KUDOS. To Armando over at DailyKos for standing up against the media-bashing hordes and decrying the Supreme Court's decision to refer the question of whether there is such a thing as reporter's privilege back to the D.C. Court of Appeals, which had ruled that there is not.

But as the article Franke-Ruta links to makes clear, the Supreme Court isn't referring anything to the D.C. Court of Appeals. It declined review and the matter goes back to the District Court. And the issue of whether there is a reporter's privilege will not be relitigated in the District Court, or anywhere else in this particular case.

I can't get too excited about the absence of a protection for journalists which no one else enjoys. If you are not a reporter and had the same information that the prosecutor seeks from Miller and Cooper, and you refused to testify, you'd face the same penalty that Miller and Cooper face. And you wouldn't have a privilege to hide behind. I'd like to hear the principled explanation of why Miller and Cooper deserve special protection you and I don't have, solely because of their profession.

(And I'm not talking about that "are bloggers reporters" bullshit. I'm talking about everyone or no one.)

Can the power to compel reporters' testimony be abused, to silence whistleblowers? Sure. But, as the Plame case illustrates, the privilege can be abused to protect lawbreakers inside the government who use leaks to harm others.

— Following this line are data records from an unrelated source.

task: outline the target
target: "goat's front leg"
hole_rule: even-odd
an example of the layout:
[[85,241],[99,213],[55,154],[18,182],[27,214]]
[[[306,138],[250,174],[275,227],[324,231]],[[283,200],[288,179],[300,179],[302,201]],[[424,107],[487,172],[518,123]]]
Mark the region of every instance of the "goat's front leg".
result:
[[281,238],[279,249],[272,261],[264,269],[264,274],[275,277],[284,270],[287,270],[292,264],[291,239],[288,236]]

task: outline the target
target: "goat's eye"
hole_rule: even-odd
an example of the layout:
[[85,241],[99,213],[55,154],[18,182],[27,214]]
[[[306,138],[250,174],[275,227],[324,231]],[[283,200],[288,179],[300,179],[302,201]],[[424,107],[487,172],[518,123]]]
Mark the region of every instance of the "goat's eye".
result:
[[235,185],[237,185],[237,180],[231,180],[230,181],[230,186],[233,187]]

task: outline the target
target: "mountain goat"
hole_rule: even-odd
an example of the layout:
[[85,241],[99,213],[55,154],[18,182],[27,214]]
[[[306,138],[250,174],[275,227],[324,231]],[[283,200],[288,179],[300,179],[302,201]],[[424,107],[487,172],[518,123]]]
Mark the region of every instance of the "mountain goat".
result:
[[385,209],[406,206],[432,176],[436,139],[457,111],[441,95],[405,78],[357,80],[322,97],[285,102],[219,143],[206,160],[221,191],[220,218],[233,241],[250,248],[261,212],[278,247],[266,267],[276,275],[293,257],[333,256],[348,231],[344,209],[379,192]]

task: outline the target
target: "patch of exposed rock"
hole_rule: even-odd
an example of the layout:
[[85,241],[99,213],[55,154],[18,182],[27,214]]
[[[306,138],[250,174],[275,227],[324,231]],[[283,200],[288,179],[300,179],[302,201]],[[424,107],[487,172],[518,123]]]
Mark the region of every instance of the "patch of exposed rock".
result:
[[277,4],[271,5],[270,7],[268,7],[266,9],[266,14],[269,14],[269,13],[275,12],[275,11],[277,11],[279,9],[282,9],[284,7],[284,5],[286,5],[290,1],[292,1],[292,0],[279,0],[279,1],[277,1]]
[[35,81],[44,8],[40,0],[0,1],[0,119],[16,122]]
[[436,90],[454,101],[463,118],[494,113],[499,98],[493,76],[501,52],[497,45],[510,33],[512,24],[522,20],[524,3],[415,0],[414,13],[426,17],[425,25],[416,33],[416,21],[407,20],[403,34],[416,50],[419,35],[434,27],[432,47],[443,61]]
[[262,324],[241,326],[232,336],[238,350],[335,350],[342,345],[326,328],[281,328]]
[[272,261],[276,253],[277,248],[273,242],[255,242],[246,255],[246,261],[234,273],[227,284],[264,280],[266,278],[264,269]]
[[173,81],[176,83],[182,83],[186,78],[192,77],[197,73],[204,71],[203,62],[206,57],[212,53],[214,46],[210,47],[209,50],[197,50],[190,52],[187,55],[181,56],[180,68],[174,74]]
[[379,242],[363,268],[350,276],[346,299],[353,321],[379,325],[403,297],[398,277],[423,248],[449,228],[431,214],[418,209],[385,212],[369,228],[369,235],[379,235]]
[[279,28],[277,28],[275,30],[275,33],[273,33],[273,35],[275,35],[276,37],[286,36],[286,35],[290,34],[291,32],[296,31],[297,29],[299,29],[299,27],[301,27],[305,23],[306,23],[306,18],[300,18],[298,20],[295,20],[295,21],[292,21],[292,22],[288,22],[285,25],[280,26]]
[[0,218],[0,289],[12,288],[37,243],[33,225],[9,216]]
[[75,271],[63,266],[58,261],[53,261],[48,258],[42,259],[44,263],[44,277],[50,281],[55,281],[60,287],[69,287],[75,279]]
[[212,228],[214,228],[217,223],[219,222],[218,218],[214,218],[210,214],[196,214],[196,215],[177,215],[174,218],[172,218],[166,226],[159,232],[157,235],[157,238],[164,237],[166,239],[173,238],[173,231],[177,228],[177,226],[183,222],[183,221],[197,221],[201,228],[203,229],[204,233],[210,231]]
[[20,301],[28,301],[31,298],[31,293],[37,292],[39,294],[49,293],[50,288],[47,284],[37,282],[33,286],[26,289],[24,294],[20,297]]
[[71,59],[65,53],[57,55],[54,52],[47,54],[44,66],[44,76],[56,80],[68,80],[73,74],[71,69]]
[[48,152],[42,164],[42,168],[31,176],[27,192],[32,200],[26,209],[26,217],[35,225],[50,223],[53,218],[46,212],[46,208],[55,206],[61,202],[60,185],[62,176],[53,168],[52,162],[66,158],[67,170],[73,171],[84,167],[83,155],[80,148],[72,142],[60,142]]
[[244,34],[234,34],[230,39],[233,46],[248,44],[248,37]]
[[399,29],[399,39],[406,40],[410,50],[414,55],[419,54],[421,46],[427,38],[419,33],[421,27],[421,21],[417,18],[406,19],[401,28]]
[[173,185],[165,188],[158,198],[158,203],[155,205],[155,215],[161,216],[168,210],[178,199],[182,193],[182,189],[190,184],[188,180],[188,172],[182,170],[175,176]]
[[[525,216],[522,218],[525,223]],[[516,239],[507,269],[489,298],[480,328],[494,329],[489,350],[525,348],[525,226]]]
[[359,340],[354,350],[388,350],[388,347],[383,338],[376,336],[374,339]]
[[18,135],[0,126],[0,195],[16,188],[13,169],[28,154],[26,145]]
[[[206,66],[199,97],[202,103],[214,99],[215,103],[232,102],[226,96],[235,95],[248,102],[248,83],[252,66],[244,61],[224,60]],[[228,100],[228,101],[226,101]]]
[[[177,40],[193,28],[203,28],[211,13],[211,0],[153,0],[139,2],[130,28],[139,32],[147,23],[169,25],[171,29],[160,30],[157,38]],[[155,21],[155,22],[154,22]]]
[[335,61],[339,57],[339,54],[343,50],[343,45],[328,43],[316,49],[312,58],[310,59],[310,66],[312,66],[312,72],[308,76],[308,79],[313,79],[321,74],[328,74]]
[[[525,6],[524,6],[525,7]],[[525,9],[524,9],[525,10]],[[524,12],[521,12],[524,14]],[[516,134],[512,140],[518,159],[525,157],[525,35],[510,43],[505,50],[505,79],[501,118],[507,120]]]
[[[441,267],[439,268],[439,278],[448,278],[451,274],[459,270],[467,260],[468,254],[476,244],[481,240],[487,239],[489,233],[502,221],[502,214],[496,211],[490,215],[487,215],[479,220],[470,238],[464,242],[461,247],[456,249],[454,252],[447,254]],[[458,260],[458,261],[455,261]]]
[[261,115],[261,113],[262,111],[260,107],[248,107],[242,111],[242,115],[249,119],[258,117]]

As for Miller, the glee comes down to this: if you use anonymous sources to promote lies, especially ones with deadly consequences, you don't deserve sympathy when your promises to anonymous sources (albeit different ones) put you on the horns of a dilemma. And there's no hypocrisy involved in taking pleasure at the fact that Miller doesn't enjoy a privilege which clearly does not exist under current federal law. If Miller ever believed otherwise, she got some very bad advice.